Ракел. Что меня ожидает? Если мне удается уснуть ночью — страдания мои обостряются с наступлением утра. А если мне не удастся уснуть — я умру. И плакать я ведь тоже не могу: слезы подступают к горлу, а плакать я не могу. Но мне и это страдание дорого: я как будто этим тоже служу Элиасу.
Халден. Если бы он был жив, он сказал бы: печалься не обо мне, а о...
Ракел (прерывая его). Да, он так сказал бы. Он был именно таким. Спасибо, что вы произнесли эти слова. Он и умер, как жил, — для других. Но я не могу думать об этих других. Я знаю, что те, во имя которых он умер, теперь несчастнее, чем когда-либо, но я не могу печалиться о них. Только мысль о нем владеет мною. А человек, толкнувший его на этот путь! Боже! В писании сказано о соблазняющих одного «из малых сих», что им лучше было бы, если бы на шею им повесили мельничный жернов и ввергли их в пучину морскую. Но что же нужно сделать с тем, который ведет по ложному пути энергичного, смелого юношу, стремящегося ко всему высокому? Что нужно сделать с таким человеком?
Халден. Они оба, вероятно, думали, что поступают хорошо, что это нужно для чьего-то спасения.
Ракел (перебивая его). Разве таким путем можно кого-нибудь спасти? Если люди доходят сперва до такого озлобления, что жаждут гибели других, что же тут можно после этого спасать? Если искоренять зло, сея еще большее зло, — из чего же тогда произрастет добро?
Халден. Но если то, что произошло, пробудило совесть...
Ракел. И он это говорил. Разве это не были его слова? Пробудить совесть?! Семья и религия существуют уже тысячелетия, а мы не умеем пробудить совесть иначе, как... А вы, молчаливые, возвышенные свидетели всего происходящего, вы, внимающие и не дающие ответа, вы, взирающие на нас и остающиеся бесстрастными, — почему вы указуете мне ввысь? Нет пути, который вел бы ввысь из этой пучины страданий. Есть только бесконечное пространство вокруг — и я в нем гибну!

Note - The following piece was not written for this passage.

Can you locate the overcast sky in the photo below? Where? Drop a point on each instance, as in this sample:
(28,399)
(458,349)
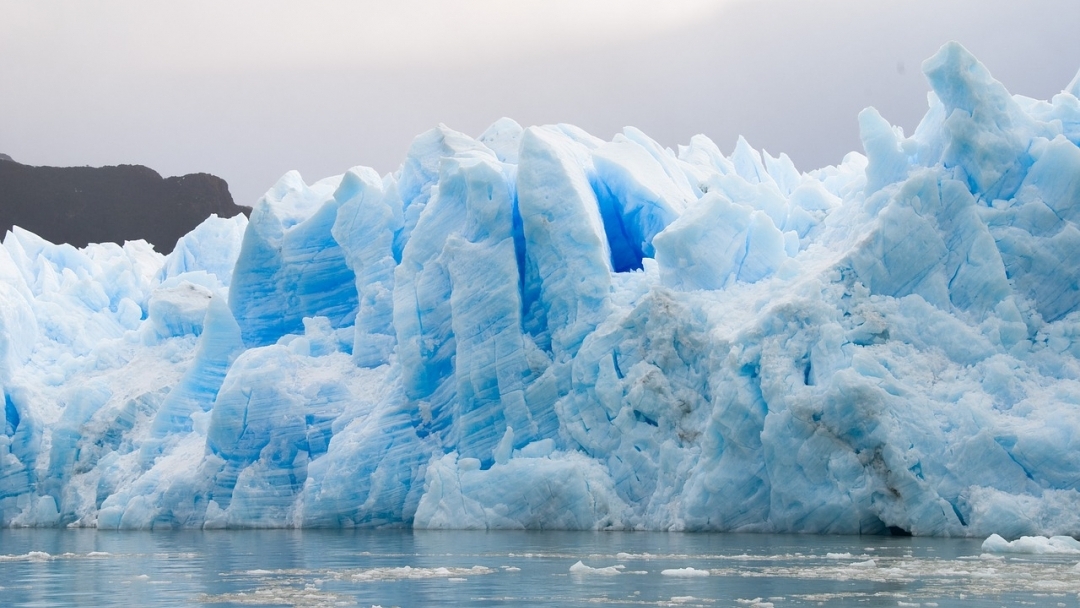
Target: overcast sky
(248,90)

Халден. Ввысь это значит — вперед.
Ракел. Но и впереди ничего нет. Мы вернулись к варварству. Снова погибла всякая вера в счастье и будущее. Приглядитесь к людям, порасспросите их. Самое худшее в таком извержении зла не то, что много погибших, много страдающих. Хуже всего то, что из мира изгоняется мужество. Исчезает милосердие, все взывают к мести. Справедливость, доброта, прощение — все светлое, что было в нас, все исчезло. Воздух заражен... В воздухе носятся клочки искалеченных тел, а из напоенной кровью почвы вырастает военщина. Все остальные покорно склоняют голову. Я не могу перевязывать больных, не вспоминая... Я не могу слышать стоны — мне становится дурно. Я теперь поняла, я знаю: что бы я ни делала, это никому не приносит помощи. Это не приносит помощи.
Халден. Да, ничто не приносит помощи. Эта мысль особенно мучила его.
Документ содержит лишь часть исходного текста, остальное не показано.